Con la squadra di Bruxelles invece vinse il campionato nel 1972 e nel 1974, quattro coppe del Belgio (1972, 1973, 1975 e 1976) ma soprattutto portò i biancomalva, prima compagine belga nella storia, a vincere a livello internazionale. Due volte la Coppa delle Coppe: nel 1976 in finale contro gli inglesi del West Ham per 4-2 (gara nella quale realizzò due reti) e nel 1978 con il nettissimo 4-0 all'Austria Vienna (a segno anche in quell’occasione per due volte). Nel palmarès, anche due Supercoppe Europee, vinte nella doppia finale contro Bayern Monaco (in gol nel 4-1 di Bruxelles dopo la sconfitta 2-1 in Germania) e Liverpool (3-1 in casa, e ko 2-1 in Inghilterra). Una grande carriera che sarebbe divenuta indimenticabile se di mezzo, in quella notte argentina del 1978, piena di “papelitos” bianchi sul terreno del Monumentàl, non ci si fosse messo quel palo. Gli stessi incastri, vere e proprie sliding doors di carriera che non lo avevano fatto emergere in Olanda gli avrebbero poi consegnato il Mondiale da titolare nel 1974, visto che il santone Michels, arrivato in extremis sulla panchina olandese dopo l’esonero di Fadrhonc, non riuscì a gestire l’antipatia sconfinante in odio fra Cruijff e Keizer e così sulla sinistra mise quella che nella sua testa era la riserva dello stesso Keizer, cioè Rensenbrink. Lui dopo qualche incertezza iniziale disputò un gran Mondiale e soprattutto un gran girone di semifinale, da protagonista anche nella durissima partita con il Brasile (suo il cross per il più bel gol del torneo, segnato da Cruijff) da cui uscì azzoppato. Michels gli fece giocare lo stesso la finale, dove non fu lui ed infatti all’intervallo, come ricordavamo, venne rilevato da René van de Kerkof. Una grande delusione in una grande carriera, anche se fra cento anni Rensenbrink sarà ricordato, purtroppo, soprattutto o soltanto come “quello del palo”.

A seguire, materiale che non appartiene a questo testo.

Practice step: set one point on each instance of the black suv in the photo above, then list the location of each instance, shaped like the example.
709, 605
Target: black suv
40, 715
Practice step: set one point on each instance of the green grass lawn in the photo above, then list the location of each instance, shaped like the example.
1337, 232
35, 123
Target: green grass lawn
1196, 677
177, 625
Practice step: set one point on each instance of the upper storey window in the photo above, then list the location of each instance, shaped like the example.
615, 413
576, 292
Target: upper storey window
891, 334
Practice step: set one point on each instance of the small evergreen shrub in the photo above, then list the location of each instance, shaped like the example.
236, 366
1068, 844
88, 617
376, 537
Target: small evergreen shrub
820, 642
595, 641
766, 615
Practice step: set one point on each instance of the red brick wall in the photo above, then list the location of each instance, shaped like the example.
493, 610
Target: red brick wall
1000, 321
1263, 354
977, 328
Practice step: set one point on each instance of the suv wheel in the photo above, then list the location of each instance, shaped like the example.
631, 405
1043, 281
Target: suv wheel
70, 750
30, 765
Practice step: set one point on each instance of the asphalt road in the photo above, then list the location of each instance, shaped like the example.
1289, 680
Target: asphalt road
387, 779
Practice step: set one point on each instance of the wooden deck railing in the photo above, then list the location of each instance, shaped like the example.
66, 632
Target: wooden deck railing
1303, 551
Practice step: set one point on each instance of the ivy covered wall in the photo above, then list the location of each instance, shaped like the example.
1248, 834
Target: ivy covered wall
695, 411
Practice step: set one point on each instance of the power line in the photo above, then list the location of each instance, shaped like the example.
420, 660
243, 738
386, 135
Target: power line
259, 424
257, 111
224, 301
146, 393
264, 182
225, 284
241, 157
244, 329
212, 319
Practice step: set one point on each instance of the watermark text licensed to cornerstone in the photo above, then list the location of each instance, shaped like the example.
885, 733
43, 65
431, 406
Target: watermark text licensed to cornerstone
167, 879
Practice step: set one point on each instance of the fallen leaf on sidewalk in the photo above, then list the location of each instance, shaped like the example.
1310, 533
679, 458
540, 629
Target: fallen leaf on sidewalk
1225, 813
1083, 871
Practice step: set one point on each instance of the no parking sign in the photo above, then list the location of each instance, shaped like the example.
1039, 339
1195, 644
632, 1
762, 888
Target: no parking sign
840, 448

La sottovalutazione di Rensenbrink, nome che istantaneamente scalda il cuore a una generazione ben precisa, dipende sostanzialmente dal non essere mai stato nel giro dell’Ajax e del Feyenoord dell’epoca: veniva infatti dal DWS, squadra di Amsterdam, negli anni Sessanta di alto livello (vinse anche una Eredivisie) e adesso relegata alla dimensione dilettantistica, ma soprattutto era il giocatore che meno sembrava compatibile con il cosiddetto calcio totale, o per lo meno con l’idealizzazione di quel calcio che viene celebrata ancora oggi.

La malattia e la morte

L'ex ala sinistra dell'Anderlecht era ammalata da tempo. Nel 2015 rivelò di essere affetto da un'atrofia muscolare progressiva, una delle tipologie con le quali si manifesta la Sclerosi Laterale Amiotrofica (SLA). In un'intervista ai media olandesi raccontò quelle che erano diventate le sue condizioni. "I miei tempi di reazione sono cambiati – disse allora parlando della propria situazione -. Ho perso un po' di peso ma non mi sento ancora male. Ho scoperto di avere questa malattia degenerativa nel 2012 e la mia situazione è rimasta stabile per tre anni. Vado in ospedale ogni 6 mesi per gli esami". Il 24 gennaio del 2020, l’uomo del palo ha salutato il mondo, dopo averne sfiorato la conquista per ben due volte; la prima in compagnia di Cruijff, la seconda senza di lui.